Jin Jiang Joy, a textile company founded by American conservation photographer Robert Glenn Ketchum, is exploring photographic imagery derived from nature and applied to fine fabric, personal items and home accessories. Ketchum’s organic, intricately patterned creations are abstracted from his huge library of photographs. This artist believes working from pictures of nature infuses his designs with energies and rhythms no drawing could replicate or convey. He also thinks that such images bring nature’s energy into the urban environment, thus promoting more positive personal surroundings.
California-born Ketchum views his designs as permeated with the vibrant colors of Pacific Rim cultures. But he also employs colors and color relationships that promote positive energy in order to resonate with certain body chakras to stimulate joy, clarity and overall health. “Launch,” the high-quality 22" x 72" lustrous silk scarf shown here has been produced in a signed, limited edition of 200. The identical pattern is printed on 50 flat-black silk crepe shawls with fringe ends. Each retails for $250 USD. The astounding luminosity of the colors and the subtlety of hues have been faithfully reproduced by a 16-color printing process – close to the limit of what current technology allows.
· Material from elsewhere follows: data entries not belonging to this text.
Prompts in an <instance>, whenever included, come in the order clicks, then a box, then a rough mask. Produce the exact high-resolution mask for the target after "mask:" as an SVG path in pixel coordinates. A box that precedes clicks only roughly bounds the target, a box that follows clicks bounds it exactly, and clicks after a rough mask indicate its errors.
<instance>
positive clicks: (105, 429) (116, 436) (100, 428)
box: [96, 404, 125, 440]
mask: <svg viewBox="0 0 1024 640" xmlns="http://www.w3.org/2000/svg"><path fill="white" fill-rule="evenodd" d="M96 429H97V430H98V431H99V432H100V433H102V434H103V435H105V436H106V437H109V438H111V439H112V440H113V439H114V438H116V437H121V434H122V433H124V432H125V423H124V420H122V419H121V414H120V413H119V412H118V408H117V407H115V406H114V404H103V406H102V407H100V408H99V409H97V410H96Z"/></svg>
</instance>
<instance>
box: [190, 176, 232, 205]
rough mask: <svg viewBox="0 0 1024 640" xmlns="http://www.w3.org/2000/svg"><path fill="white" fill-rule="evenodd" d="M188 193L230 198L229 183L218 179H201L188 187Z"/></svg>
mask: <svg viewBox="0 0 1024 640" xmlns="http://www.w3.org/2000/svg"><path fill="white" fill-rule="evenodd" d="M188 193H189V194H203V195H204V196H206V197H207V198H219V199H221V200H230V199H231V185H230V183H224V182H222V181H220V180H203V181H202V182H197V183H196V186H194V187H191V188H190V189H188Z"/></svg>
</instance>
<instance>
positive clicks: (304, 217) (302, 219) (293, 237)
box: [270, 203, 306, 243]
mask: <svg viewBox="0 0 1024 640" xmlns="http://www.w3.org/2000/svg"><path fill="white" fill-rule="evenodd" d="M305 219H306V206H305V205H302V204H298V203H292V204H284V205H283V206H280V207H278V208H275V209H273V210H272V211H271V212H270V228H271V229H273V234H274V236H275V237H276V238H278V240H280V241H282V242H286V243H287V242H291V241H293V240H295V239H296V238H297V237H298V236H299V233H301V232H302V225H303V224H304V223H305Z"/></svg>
Named by Audubon magazine as one of the 100 people who have helped to “shape the environmental movement of the 20th Century,” Ketchum is probably most recognized for using his landscape photography as a kind of “visual journalism” to advocate conservation. His images and strategies have helped lead national media campaigns to protect Alaska’s Bristol Bay salmon, Alaska’s Tongass rainforest, New York’s Hudson River and California’s San Simeon ranch properties, among many others.